Question
· Jan 19

Global Size: Comparing different methods

I am inspecting our DB globals in order to reduce sizes of the worst offenders if possible. When I come to a large global, I am interested which of its nodes are the largest. Hence code below with unexpected different results. Any explanations why are results different?

testpartialGlobalsSize
 partialGlobalsSize(dirName,globalName)
partialGlobalsSize(dir,global)
sub="",path="C:\Cachesys\mgr\"_dir_"\",searchGlobal="^"_global
x=##Class(%GlobalEdit).GetGlobalSize(path, global,.Alloc,.Size)
global,",",Size,! ; Got  725 here
x=##Class(%GlobalEdit).GetGlobalSizeBySubscript(path,global,global,.Size)
global,",",Size,! ; Got  1311.9 here
totalSize=0
F  {
        S sub=$O(@searchGlobal@(sub)) Q:sub=""
        S x=##Class(%GlobalEdit).GetGlobalSizeBySubscript(path,global_"("""_sub_""")",global_"("""_sub_""")",.Size)
        S totalSize=totalSize+Size
}
global,",",totalSize,! ; Got  8.56 here
; Got 760 from ^%GSIZE
Q

Product version: Caché 2017.1
Discussion (6)2
Log in or sign up to continue

from my local Class docs:

GetGlobalSizeBySubscript
This method will return the size of a global based on the number of database blocks the global resides in.

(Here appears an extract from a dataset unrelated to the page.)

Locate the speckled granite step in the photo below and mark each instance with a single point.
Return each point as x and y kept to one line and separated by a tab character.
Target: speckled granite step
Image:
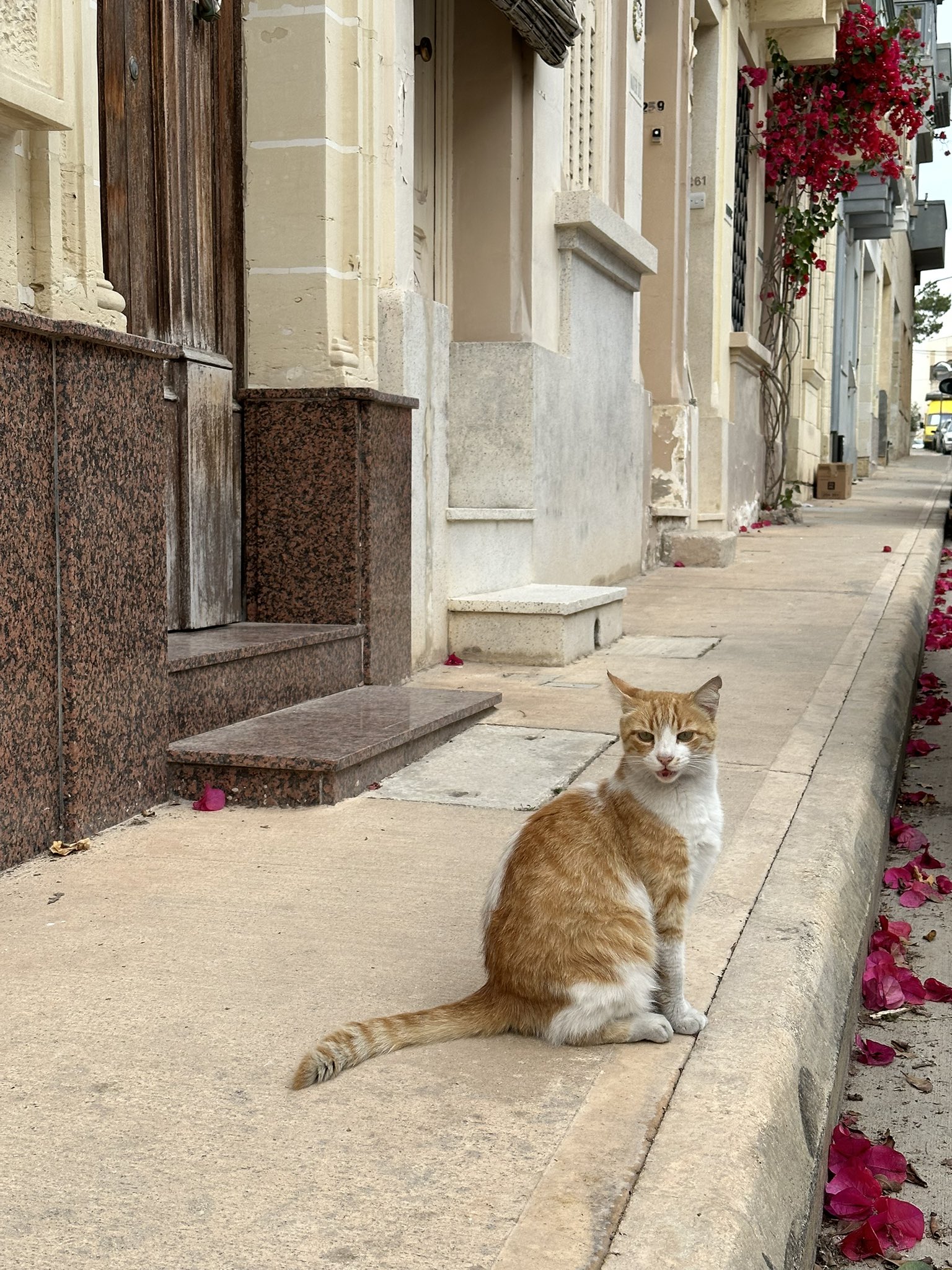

so you get blocks * blocksize ===> ALLOCATED size
Depending on Packing as %GSIZE shows   The difference might be significant

Summary by Subscript will most likely show higher values as a pointer block
or even a data block (eg. with 8kb) may contain more than a single subscript
depending on the Global structure.
Take the default top subscript  (aka. IDKEY) for Caché classes (Integer, >0) as an example ​​

Thanks, Robert. A couple of additional questions.

  • Would you say the Used Size from GetGlobalSize (Size argument from code above; 725 MB) is more correct or the %GSIZE result is more correct (760 MB)?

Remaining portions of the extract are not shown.